The HQP scholarship has enriched my experience in my academic journey in a number of ways! First of all, I was able to take part in a program through the Guelph Institute for Environmental Research (GIER) and a Food from Thought knowledge mobilization fund. Here I was able to work as part of an interdisciplinary team to create a unique art piece to disseminate my research. I had the opportunity of working with a ceramic artist and representatives from the Ausable Bayfield Conservation Authority to create a large clay wall piece to communicate watershed science concepts. This was such an interesting project and a great opportunity to connect with people outside my field, build relationships with the conservation authority, and communicate research concepts to new audiences in a creative way! Also, through this program, I have been able to connect with other scholars through our Innovation in Agriculture course. This is great as I get to meet other students in agri-food, but also be exposed to the other fields of research they work in. It’s been truly interesting stuff and I’m so happy to learn about all the great agri-food research happening at U of G! Through this program, I’ve also been able to enrich a lot of my soft skills, like teamwork, project management, communication, and building my academic profile.
What are three of your favourite activities outside the lab?
Outside the lab, I love to hike, do yoga, and learn new cooking and baking recipes! Guelph is such a lovely community and every day I am happy to be part of it! I’m lucky a lot of my favourite hobbies are things I can complete from home, but I do miss sharing these experiences and spending time with friends in the community.

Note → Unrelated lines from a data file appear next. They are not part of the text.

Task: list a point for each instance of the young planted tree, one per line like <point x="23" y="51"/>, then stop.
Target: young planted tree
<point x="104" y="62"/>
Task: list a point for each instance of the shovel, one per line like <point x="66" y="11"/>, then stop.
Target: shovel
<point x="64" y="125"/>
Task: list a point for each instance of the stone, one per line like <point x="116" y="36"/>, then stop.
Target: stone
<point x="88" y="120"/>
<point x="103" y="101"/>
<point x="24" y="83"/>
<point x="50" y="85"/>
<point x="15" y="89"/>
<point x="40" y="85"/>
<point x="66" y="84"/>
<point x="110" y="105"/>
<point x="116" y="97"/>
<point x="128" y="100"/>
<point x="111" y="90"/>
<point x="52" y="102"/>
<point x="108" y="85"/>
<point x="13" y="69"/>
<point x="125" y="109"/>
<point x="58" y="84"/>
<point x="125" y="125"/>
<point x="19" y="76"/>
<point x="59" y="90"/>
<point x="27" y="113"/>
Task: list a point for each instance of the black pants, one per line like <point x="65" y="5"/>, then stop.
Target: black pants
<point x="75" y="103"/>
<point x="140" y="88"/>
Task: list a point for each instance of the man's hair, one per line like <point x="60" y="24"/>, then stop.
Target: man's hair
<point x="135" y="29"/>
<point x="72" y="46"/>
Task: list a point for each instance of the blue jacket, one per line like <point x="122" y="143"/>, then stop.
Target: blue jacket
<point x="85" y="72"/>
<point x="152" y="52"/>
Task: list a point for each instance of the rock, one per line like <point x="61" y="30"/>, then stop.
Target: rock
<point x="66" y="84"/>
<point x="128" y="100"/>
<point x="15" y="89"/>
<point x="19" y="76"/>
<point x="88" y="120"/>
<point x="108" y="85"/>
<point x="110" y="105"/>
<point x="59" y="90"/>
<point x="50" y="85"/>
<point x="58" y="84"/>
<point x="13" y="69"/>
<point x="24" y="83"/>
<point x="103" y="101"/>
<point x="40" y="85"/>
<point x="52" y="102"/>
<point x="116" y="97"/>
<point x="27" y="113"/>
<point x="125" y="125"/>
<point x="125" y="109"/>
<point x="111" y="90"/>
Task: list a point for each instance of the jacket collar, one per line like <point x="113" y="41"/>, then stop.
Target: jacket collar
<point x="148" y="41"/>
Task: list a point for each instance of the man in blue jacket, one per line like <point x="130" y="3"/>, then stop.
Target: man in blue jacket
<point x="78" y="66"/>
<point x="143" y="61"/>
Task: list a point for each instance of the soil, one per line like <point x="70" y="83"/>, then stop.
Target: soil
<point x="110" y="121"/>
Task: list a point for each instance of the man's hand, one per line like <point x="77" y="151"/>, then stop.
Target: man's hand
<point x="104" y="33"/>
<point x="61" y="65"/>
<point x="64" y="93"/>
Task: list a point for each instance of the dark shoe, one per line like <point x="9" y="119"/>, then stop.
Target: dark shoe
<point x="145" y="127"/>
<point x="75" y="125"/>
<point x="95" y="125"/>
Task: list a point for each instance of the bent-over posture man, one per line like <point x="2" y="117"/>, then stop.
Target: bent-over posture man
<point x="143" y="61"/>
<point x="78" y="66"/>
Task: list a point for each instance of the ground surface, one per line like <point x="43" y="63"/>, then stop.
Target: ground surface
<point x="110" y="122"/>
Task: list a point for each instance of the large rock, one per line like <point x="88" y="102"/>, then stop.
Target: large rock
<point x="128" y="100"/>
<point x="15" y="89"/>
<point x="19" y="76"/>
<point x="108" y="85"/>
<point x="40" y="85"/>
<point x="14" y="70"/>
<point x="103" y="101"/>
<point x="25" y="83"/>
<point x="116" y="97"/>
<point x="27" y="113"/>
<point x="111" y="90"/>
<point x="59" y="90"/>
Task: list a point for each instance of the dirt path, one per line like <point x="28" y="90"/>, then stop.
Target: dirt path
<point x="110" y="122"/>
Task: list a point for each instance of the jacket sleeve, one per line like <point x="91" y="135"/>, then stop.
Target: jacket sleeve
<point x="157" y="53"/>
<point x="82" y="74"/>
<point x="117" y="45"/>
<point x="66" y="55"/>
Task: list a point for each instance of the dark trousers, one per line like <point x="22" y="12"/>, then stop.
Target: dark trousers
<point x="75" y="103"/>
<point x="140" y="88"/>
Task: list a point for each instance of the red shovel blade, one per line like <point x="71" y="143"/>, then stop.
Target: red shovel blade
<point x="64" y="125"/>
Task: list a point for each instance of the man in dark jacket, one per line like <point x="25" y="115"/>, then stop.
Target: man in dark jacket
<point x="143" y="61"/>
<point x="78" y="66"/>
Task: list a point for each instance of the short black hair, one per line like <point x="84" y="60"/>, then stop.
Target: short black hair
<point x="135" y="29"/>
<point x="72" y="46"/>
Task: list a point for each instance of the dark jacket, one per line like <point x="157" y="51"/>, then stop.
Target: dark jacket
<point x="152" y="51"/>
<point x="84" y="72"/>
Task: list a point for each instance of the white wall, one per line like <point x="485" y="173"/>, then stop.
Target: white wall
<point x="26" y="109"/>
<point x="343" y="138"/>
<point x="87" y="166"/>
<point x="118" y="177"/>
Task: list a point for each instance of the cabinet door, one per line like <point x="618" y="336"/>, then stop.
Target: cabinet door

What is one important thing you have learned during the pandemic?
I think through this pandemic, I learned the definition of resilience. I mean, I always knew this word, but I don’t think I understood the weight of it until now. Every day I’m astounded by the resilience of the people around me. In the academic community, how students and researchers still persevere, self-direct, and do their best work. I’m also impressed by restaurants and small businesses, in their ability to constantly adapt and continue to serve the community. But truly I learned how resilient we all are, how we can get up every day and keep going. Even when we continue to lose opportunities to connect, experience and enjoy, we are making the most of this time and refusing to quit.